Although the guilt that "open adoption" mothers is undeniably real and admirable, I hope they can take solace in a little perspective.
Try to remember the devastating journey of birth mothers in the past. In the past year, I was reunited with my biological grandmother. I took with a fair amount of equanimity the revelation that my father was the product of a rape, but Louise has never recovered from that. What shook my world was the way this highly responsible young woman was treated by family and society in 1940. For most women of that era and prior ones, violence, or the threat of it, was constantly beneath the surface of daily life. Losing a child to adoption was . . . well, I cannot even begin to describe the emotional turmoil my grandmother went through, because she struggles for words describing it to me. I heard the anguish even in the voice of her husband, who was with her at the time but clearly not the father. I learned that most of the guilt was on their side, not my adoptive grandmother's.
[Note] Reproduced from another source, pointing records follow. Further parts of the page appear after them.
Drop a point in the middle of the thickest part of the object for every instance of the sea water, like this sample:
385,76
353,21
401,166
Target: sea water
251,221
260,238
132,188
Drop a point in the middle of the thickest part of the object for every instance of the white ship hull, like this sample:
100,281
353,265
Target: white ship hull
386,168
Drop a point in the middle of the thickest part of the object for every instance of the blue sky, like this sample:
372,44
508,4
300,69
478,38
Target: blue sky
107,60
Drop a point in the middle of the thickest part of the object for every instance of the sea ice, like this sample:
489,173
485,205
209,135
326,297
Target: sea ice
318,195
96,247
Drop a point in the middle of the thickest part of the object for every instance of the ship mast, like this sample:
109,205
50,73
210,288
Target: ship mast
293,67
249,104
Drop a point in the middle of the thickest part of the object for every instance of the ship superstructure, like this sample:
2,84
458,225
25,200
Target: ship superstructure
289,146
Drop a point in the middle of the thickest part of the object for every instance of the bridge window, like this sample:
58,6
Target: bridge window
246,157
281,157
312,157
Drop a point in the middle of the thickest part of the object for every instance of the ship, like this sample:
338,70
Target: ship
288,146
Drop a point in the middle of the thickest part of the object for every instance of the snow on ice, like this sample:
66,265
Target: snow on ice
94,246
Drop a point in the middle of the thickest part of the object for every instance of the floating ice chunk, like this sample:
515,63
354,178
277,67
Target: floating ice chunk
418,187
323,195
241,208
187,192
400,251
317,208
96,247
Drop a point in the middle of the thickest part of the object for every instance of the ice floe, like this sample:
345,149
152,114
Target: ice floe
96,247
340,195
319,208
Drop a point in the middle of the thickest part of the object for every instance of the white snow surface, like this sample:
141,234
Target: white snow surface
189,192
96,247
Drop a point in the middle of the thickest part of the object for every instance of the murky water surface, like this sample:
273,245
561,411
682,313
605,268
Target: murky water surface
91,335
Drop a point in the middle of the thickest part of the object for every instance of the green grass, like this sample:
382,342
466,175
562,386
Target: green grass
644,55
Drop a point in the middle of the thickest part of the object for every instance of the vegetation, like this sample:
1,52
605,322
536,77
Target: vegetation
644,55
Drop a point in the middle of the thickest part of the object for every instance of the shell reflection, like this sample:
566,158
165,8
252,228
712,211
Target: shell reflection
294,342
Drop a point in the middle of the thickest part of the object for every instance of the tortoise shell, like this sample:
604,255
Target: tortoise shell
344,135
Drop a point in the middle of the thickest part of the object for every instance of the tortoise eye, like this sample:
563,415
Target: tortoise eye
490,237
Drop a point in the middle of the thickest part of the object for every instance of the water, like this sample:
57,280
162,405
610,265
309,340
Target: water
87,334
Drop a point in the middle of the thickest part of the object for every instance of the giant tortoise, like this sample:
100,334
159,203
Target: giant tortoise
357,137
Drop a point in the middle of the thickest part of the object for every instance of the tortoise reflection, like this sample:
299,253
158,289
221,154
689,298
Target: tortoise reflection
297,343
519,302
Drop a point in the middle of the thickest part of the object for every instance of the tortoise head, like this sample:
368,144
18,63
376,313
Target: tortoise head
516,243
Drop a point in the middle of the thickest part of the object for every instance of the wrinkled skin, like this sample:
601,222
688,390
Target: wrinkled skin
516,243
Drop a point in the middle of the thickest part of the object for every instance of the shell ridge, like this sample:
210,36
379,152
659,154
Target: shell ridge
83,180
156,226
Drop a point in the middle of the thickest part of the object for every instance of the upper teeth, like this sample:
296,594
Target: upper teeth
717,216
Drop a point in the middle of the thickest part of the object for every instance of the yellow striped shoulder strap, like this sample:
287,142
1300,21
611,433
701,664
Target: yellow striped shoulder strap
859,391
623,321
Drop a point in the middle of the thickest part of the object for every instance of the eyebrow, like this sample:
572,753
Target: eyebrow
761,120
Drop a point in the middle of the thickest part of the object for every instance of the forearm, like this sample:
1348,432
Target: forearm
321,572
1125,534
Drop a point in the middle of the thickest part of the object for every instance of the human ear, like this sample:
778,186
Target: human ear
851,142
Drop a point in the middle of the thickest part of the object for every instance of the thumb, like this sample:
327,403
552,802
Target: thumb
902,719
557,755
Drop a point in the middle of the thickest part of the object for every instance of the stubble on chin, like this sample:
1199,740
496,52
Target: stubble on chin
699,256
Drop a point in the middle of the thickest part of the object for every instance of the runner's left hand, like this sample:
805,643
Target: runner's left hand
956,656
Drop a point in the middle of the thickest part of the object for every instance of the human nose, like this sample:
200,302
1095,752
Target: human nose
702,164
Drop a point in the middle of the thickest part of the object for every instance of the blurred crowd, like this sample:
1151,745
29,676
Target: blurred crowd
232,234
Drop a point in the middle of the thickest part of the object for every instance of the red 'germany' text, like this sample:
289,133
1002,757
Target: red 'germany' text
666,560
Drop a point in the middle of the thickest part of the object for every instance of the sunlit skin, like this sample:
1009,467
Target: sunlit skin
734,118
And what of abortion? Look around you at women over 70, and try to see young women faced with a choice that was, truly, no choice at all. There are more of them than you think, and don't kid yourself, some of them are in your own family. The power of birth mothers to control the circumstances of adoption is directly related to their power of choice in the first place.
And then, when you have considered these things, if you are an adoptive mother, put your guilt in perspective. Not all happy choices are without a painful underside, just as parenthood itself is a bittersweet journey -- even feeling guilt is a privilege. Things could have turned out much, much worse for the birth mother.
Meeting my grandmother happened around the same time I found out I would not ever give birth. Someday, I may be an adoptive mother. And I choose to feel good about that.